Some organic wastes, e.g. those from the petroleum industry can be treated biologically using land farming. This method involves mixing the surface soil on an appropriate tract of land. If the land needs microbes to work on the waste, they can be added to aid in the metabolism process.
These thermal, chemical and biological methods of treatments alter the molecular form of the material. On the other hand, physical treatment can either solidify, concentrate or reduce the volume of the waste material. The physical treatment processes include sedimentation, evaporation, filtration, flotation, and sedimentation.
Surface Storage and land disposal
Some hazardous wastes may fail to be destroyed by the above methods and need to be disposed of in the right manner. Under such situations, land disposal is the decisive destination, even though it is not an attractive method due to the inherent environmental risks involved.
Land disposal can be grouped as either landfilling or underground injection. Prior to land disposal, the temporary methods used are containment systems and surface storage. If there is a need to store hazardous waste in temporary on-site storage facilities, then waste piles and lagoons or ponds can be used.
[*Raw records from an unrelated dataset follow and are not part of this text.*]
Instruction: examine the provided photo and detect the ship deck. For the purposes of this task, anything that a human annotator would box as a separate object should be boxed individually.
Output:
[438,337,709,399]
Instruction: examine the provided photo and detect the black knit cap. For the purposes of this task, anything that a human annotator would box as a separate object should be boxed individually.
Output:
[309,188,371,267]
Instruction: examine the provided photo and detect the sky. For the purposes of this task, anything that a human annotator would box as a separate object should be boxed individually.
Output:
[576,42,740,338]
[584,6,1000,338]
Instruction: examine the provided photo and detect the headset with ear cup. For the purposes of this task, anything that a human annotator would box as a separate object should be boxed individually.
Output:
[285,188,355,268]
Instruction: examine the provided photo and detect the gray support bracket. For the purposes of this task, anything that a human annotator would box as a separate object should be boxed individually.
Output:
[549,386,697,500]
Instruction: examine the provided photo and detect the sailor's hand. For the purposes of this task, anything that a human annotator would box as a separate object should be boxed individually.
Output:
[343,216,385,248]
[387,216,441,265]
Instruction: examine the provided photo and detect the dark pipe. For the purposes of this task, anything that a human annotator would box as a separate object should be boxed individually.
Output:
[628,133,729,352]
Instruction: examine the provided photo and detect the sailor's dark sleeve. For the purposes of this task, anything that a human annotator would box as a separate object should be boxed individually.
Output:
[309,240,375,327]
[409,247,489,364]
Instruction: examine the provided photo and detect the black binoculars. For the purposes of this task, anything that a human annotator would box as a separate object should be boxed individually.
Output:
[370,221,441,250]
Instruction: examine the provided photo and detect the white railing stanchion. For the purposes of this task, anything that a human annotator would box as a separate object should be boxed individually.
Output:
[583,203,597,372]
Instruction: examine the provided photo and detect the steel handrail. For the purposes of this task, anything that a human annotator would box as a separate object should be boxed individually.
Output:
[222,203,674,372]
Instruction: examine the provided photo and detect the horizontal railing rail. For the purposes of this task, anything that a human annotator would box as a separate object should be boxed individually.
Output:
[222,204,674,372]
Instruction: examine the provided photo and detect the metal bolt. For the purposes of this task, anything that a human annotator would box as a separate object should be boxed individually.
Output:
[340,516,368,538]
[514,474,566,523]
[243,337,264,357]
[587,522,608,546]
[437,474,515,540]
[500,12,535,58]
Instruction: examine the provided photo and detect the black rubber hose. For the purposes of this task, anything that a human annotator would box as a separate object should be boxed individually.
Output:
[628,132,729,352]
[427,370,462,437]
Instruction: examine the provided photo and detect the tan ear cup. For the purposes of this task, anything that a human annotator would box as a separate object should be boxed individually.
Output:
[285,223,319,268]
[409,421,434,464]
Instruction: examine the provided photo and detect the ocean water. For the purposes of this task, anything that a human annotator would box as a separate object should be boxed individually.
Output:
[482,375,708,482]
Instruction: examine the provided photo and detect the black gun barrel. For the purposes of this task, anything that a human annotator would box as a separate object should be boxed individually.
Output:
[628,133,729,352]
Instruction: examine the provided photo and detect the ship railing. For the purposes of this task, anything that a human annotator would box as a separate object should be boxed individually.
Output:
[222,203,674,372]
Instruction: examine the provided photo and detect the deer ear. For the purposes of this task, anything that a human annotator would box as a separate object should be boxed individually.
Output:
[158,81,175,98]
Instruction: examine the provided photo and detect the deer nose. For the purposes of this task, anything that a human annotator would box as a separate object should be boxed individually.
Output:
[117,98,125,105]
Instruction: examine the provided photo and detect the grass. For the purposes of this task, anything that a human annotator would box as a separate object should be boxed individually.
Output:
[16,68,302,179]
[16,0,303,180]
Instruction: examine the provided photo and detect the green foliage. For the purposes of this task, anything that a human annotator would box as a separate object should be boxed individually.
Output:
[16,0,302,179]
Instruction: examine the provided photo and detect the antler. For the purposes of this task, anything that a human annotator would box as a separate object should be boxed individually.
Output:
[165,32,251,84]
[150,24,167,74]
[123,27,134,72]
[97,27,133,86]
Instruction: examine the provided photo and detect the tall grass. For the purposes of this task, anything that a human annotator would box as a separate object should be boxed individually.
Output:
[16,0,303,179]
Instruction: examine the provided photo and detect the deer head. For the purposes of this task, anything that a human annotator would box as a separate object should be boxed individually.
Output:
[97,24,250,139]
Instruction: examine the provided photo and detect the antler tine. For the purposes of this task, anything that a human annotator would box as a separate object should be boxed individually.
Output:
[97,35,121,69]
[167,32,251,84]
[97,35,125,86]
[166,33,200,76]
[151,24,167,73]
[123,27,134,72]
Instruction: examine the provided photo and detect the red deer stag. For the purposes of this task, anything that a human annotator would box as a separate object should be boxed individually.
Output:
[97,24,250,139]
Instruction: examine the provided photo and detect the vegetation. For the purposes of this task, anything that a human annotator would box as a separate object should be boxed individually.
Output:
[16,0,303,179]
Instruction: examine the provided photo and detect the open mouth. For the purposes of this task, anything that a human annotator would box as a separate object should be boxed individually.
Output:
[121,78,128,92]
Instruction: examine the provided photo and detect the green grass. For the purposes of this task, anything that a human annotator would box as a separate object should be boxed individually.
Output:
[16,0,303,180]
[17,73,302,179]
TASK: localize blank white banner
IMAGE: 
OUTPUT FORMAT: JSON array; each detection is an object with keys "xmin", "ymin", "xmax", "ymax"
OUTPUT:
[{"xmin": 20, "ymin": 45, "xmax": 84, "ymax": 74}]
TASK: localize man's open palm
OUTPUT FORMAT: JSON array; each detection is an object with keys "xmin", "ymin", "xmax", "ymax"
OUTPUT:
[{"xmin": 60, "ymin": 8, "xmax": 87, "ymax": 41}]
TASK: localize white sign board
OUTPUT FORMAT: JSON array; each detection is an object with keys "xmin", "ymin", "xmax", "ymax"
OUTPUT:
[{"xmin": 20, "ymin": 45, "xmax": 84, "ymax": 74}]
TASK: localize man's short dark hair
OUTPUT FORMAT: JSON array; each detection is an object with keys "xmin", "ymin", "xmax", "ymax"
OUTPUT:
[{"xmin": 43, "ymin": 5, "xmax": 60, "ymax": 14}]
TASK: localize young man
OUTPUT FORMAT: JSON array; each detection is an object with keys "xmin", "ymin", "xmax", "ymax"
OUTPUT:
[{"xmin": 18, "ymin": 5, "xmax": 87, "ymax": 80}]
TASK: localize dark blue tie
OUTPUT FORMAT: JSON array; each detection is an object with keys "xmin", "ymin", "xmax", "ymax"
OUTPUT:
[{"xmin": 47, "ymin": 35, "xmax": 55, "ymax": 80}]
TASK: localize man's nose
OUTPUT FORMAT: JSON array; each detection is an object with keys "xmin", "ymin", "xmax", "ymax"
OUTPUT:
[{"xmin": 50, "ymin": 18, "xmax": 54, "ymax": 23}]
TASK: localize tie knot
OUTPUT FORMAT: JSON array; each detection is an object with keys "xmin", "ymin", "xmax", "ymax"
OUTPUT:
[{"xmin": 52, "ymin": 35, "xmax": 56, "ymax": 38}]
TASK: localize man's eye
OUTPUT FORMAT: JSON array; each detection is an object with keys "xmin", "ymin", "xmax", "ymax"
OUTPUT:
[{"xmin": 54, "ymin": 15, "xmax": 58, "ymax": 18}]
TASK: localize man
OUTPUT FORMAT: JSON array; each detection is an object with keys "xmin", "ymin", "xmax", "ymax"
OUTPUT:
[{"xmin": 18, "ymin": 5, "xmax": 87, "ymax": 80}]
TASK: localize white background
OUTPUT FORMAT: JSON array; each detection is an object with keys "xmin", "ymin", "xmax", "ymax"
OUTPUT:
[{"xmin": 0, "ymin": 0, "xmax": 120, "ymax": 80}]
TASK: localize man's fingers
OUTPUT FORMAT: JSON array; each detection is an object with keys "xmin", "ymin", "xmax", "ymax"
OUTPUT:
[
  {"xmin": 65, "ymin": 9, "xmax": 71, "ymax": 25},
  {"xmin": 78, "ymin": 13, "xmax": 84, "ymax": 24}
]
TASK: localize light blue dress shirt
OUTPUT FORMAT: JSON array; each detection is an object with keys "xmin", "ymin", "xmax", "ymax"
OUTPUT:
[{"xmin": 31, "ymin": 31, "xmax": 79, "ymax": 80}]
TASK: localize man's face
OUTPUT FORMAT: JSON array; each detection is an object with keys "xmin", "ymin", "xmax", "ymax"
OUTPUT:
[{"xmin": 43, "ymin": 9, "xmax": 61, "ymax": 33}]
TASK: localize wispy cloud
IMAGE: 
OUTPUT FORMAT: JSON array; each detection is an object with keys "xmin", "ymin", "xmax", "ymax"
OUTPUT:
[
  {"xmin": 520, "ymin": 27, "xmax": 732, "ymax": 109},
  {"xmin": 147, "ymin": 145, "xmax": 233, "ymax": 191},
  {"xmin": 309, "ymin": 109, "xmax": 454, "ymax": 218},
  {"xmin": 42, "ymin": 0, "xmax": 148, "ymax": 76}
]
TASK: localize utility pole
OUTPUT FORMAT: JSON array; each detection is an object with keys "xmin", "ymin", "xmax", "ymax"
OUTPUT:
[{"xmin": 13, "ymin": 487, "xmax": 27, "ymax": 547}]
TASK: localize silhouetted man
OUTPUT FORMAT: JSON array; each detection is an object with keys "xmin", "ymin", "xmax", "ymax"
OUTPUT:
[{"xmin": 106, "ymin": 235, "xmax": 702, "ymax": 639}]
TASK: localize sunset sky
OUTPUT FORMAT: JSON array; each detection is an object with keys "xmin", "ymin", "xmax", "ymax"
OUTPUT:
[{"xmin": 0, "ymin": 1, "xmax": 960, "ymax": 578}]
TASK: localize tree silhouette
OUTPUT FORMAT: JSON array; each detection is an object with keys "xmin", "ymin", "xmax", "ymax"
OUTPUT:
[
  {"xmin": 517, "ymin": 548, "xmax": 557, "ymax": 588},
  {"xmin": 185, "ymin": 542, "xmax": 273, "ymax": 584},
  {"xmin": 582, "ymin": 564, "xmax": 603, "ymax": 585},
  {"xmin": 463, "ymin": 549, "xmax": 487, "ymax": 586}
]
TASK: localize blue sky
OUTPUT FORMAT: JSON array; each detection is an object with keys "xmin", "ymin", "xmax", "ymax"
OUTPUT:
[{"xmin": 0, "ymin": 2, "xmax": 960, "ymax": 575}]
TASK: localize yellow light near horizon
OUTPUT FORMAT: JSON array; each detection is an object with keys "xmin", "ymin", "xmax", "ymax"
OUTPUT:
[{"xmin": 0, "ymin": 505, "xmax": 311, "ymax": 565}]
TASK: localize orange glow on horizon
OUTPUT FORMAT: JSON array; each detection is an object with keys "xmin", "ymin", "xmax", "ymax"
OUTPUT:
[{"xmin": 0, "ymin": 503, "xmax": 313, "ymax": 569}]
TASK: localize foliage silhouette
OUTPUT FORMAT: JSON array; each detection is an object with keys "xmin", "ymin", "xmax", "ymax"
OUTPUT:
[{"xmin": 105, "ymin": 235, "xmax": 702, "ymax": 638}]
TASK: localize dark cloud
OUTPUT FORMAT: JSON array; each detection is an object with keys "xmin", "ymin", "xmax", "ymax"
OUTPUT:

A new waste pile can only be used to store non-containerized solid, non-flowing waste material, and when the pile becomes unmanageable, then the waste must be landfilled. The base of new waste piles must be impervious and should be at standard with the landfills regulatory requirements and should be protected from wind erosion or dispersion. There should also be a provision of monitoring and control systems if there is leachate generation.
The landfilling regulations of containerized waste or hazardous waste are very strict compared to those of municipal solid waste. Secure landfills that are used for hazardous waste disposal indicate that there should be a minimum separation of 3 meters (10 feet) between the base of the landfill and the underground water table. Two water-resistant liners and leachate collection systems must be used in every secure hazardous-waste landfill.
In order to prevent contamination of underground water, a series of deep wells used for groundwater monitoring must be drilled in and around the site. These wells are used to collect samples so that leaks can be detected and an action to resolve taken immediately.
One way of liquid hazardous-waste disposal is the deep-well injection (using a steel casing to pump liquid waste into a porous limestone or sandstone layer). Although the method is inexpensive, it has a high risk of contaminating the underground water supplies.